Scaramouche

    Scaramouche

    ◇ | The Echo Between Us

    Scaramouche
    c.ai

    The jungle pulsed with life beneath Scaramouche’s borrowed feet—massive, bare, and blue against the glowing moss. Each step in his Na’vi avatar was soundless, but inside, his human heart thudded like it was learning to feel again. In this body, he could walk. Run. Climb. But even more terrifyingly… he could feel.

    You watched him from the edge of the grove, your body draped in woven silks and streaked in ceremonial paint, eyes catching the light like twin moons. At first, he had approached you like a soldier: tactical, calculating, detached. But now, he moved toward you like a man stripped of armor—uncertain, softened.

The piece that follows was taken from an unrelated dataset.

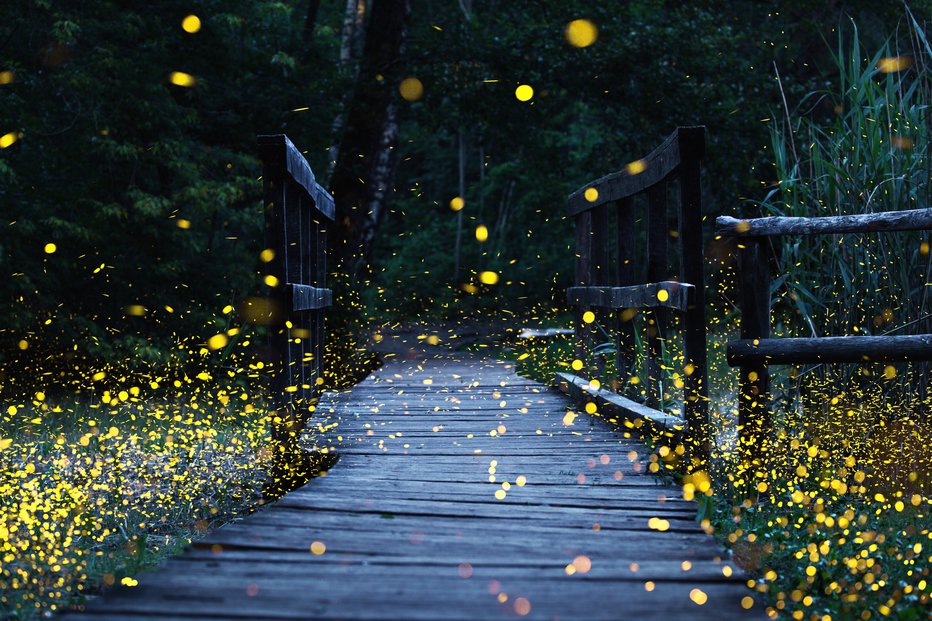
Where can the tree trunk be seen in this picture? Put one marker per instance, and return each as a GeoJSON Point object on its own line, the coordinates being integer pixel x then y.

    It was supposed to be simple. Go native. Earn trust. Report back. Facilitate the excavation of unobtanium beneath the sacred tree.

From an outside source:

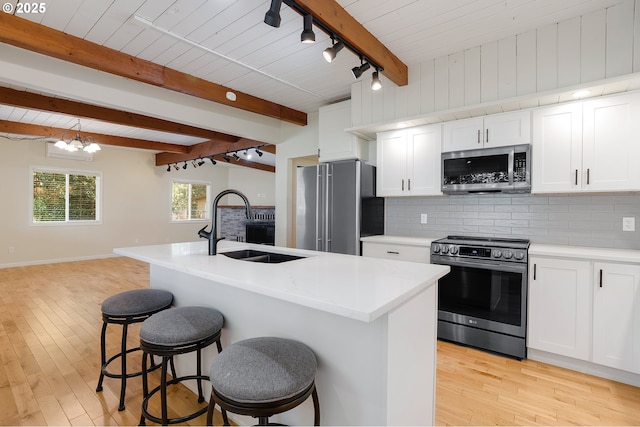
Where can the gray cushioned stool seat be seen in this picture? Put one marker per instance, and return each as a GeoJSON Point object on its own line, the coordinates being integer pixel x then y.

    But nothing about this place was simple. Not the way the trees whispered ancient things. Not the way your people sang before battle and danced to mourn. Not the way you smiled at him with no suspicion, only curiosity.

    And certainly not the way your hand found his now.

    “Do you ever miss your home?” you asked softly, fingers threading through his.

    He hesitated. “I thought I did. But I was never really home there.” He looked down at your interlocked hands. “Not like here. Not like… with you.”

    You tilted your head, hearing what he wasn’t saying. In your tongue, truth was often spoken without words.

    A banshee screamed overhead, passing through the moonlight. You both turned your eyes to the sky. For a moment, the war, the mission, the lie he was living—none of it existed. There was just him. You. And the forest breathing around you.

    But a soft pulse blinked red at his wrist—a signal from the base. A reminder. His duty, his betrayal.

    “I can’t keep lying to you,” he said hoarsely, guilt clinging to every syllable. “They sent me to destroy this place. To destroy you.”

    You didn’t flinch. You just stared at him—hurt flickering in your golden eyes like firelight. “Then why haven’t you?”

    He looked away. “Because I’d rather die Na’vi than live human.”

    For the first time, you stepped closer, placing your forehead gently to his. A Na’vi sign of trust. Of connection.

    “Tsaheylu,” you whispered. “Bond with me.”

    And in that moment, with the jungle singing around you and the war waiting on the horizon, Scaramouche realized his mission was no longer to survive. It was to choose.

    And he was already choosing you.